El trabajo literario que viene realizando Michèle Sarde es simultáneo a una investigación que la involucra personalmente y, junto con ella, también a su familia y a su tribu, descendientes de judíos sefardíes. Ese origen, de una parte, no se plantea como algo remoto, como un pasado exótico dejado atrás hace siglos, sino muy cercano, puesto que esa identidad se conserva de modo fuerte hasta la generación de sus padres, Jacques y Jenny. Pero por otra parte, ese origen ha sido puesto en un lugar oculto, negado de diversas maneras, enmascarado, silenciado. En
Volver del silencio, como en sus otras obras, da cuenta del resultado de un viaje de develación, de descubrimiento, en que la autora y coprotagonista del relato enfrenta al lector a la verdad, trae a la luz y a la palabra aquello que la historia presiona por sepultar en el olvido.
El centro de esta narración es su madre, Jenny, de niña Janja, porque ella es la encrucijada de ese silencio y del alzamiento de ese silencio, de la oscuridad y de la luz, de la mudez y la recuperación de la palabra que señala hacia lo real. El libro se teje a partir de una polifonía en la que concurren, a lo menos, la voz de la madre y de la hija, en un proceso de transmisión de la memoria, en el que figuran un monólogo materno —insertado de modo directo— y un diálogo entre ambas, al cual se añaden fotografías y otros documentos y, sobre todo, la información y opiniones de la narradora, la argamasa que fija el texto, le da una dirección y un punto de vista.
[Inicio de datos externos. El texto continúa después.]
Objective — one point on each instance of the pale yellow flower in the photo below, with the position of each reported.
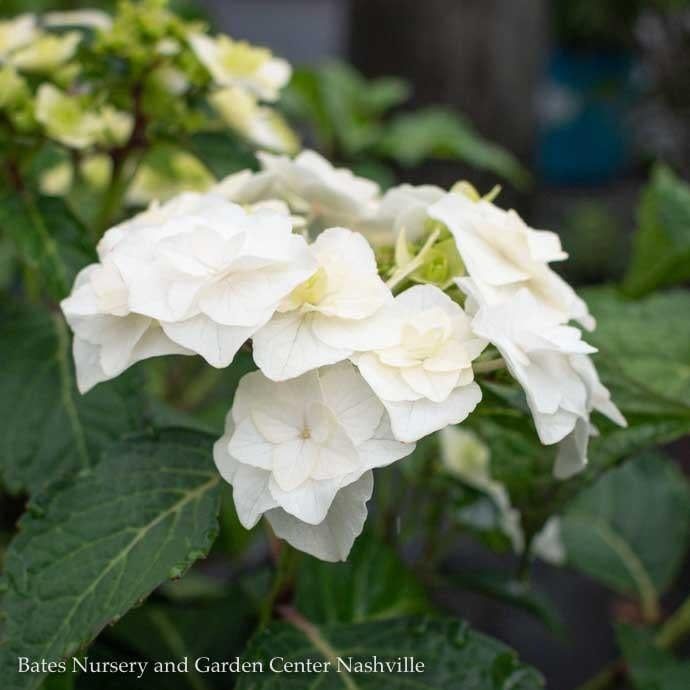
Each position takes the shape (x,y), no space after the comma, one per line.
(262,125)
Si bien en las páginas finales, agrupadas en un epílogo, Sarde cuenta la historia de este libro y también anuncia la de los que vendrán, la narración entrega de modo directo, a modo de una saga familiar novelada, una relato biográfico de Jenny, su madre. Lo novelado de este relato, su parte ficcional, cabe advertirlo, consiste tan solo en el empleo de los recursos propios de una novela, los cuales le dan vitalidad a la acción y vigor a los personajes, que aparecen ante la imaginación del lector con una poderosa figura y carácter. No obstante, ese componente ficcional no implica en modo alguno la distorsión de los hechos, porque todo el relato —y el proyecto narrativo de Sarde— está impulsado por un
ethos de máxima fidelidad posible a lo ocurrido, por una voluntad inclaudicable de veracidad. Este relato se encuentra muy lejos, por lo tanto, de la llamada autoficción y se mantiene por entero ceñido a las posibilidades y limitaciones del género propiamente biográfico.
Sarde, en cuanto a la temporalidad interna del relato, opta por una exposición en que, en gran medida, respeta la cronología lineal de los hechos. Esa opción no es menor y solo en apariencia es la más simple —sobre todo cuando convergen paralelamente varios personajes y sus historias—, pero es la única que se condice con la visión y aclaración que la narradora pretende. La progresión temporal cronológica, en las fechas de los años y los días, va calzando y ajustándose con rigor, dentro de la cual los retrocesos y avances son reducidos al mínimo y se justifican para fortalecer la claridad de esa progresión. Existe, subyacente a esta narración, una reivindicación del tiempo narrativo más convencional como eje de comprensión de lo acontecido, un tiempo que avanza irreversible y feroz, indiferente a los destinos personales, desde el antes al hoy y el mañana.
Sarde logra reconstruir con mucha fuerza y amor por el detalle substancial, el rico cosmos cultural de los de judíos sefardíes de la Tesalónica otomana, un cosmos que se desplegó y pervivió durante 400 años. Esa pintura tiene la potencia de una suerte de resurrección a través de la literatura de un mundo esfumado en medio de los crueles engranajes de la historia. La Jerusalén de los Balcanes, su arquitectura, sus costumbres, sus gentes y su idioma —el ladino, el judeo español— se erigen ante el lector con un valor que marca todo el relato y a la narradora misma que se inclina sobre él con morosidad y cariño, porque quizás allí radica el componente de más larga duración en la propia identidad silenciada.
El relato de Sarde es duro, preciso, y distante de cualquiera tentación sensiblera o panfletaria. Su narración se enfoca en mostrar, en dejar registro, en enhebrar una historia objetiva que abarca incluso hechos y personas anteriores y exteriores a su memoria personal —ella nace en Francia durante el fatídico año 1939—, la cual, tras la diáspora, persecución y exterminio de tantos judíos, deja planteadas interrogantes esenciales acerca de la condición humana universal, la errancia y crueldad recurrentes y el papel que toca a la literatura y el arte antes los silencios impuestos.